- Born: J. Randolph Gregson December 11, 1918 Jonesboro, Arkansas, U.S.
- Died: May 23, 2010 (aged 91) New Orleans, Louisiana, U.S.
- Education: Arkansas State University University of Texas at Austin
- Occupations: Tennis player and official

= Randy Gregson =

American tennis player and official

Randy Gregson (December 11, 1918 – May 23, 2010) was an American tennis player and official. He was the president of the United States Tennis Association from 1985 to 1986.

==Early life==
James Randolph (Randy) Gregson was born on December 11, 1918, in Jonesboro, Arkansas. He attended Arkansas State University, where he played tennis, and he graduated from the University of Texas at Austin with a degree in petroleum engineering. During World War II, he served in the United States Navy in the Pacific.
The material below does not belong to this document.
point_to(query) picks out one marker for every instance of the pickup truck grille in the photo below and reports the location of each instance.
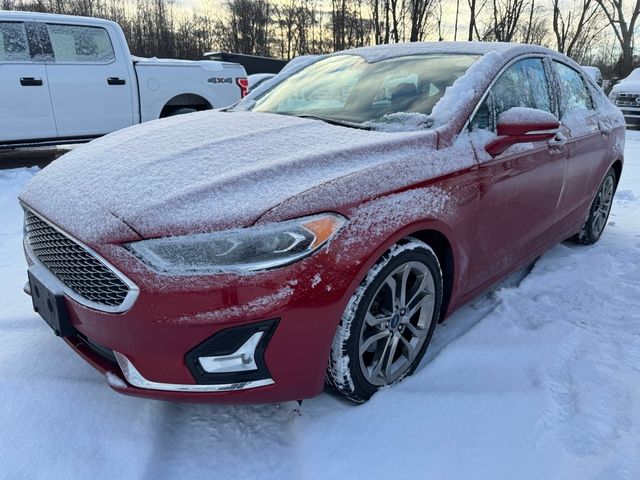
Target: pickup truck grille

After the war, he moved to New Orleans, Louisiana.

==Career==
Gregson became a successful amateur tennis player in New Orleans, where he joined the New Orleans Lawn Tennis Club (the oldest tennis club in the Americas) in 1948, and later in the region and the nation. For example, he won the U.S. Men's Clay Court Championships in singles and doubles for the 45s and 65s age divisions. He also won 25 Southern Championships in singles and doubles, including father-son doubles. He competed in the semifinals at the 1965 Wimbledon Championships in senior doubles.

Gregson served as the president of the United States Tennis Association from 1985 to 1987. During his tenure, he kept John McEnroe from competing in the Davis Cup on behavioral grounds. Gregson explained that he focused on good representation and teamwork on the U. S. team as opposed to star players. Gregson was also the president of the Louisiana Tennis Association and the Southern Tennis Association.

Gregson was inducted in the Southern Tennis Hall of Fame in 1987. He helped restore the tennis courts at the City Park and the Stern Tennis Center after Hurricane Katrina. He won the 2005 Dixon Award from the Louisiana Sports Hall of Fame.

==Death==
Gregson died on May 23, 2010, in New Orleans, Louisiana, at the age of 91.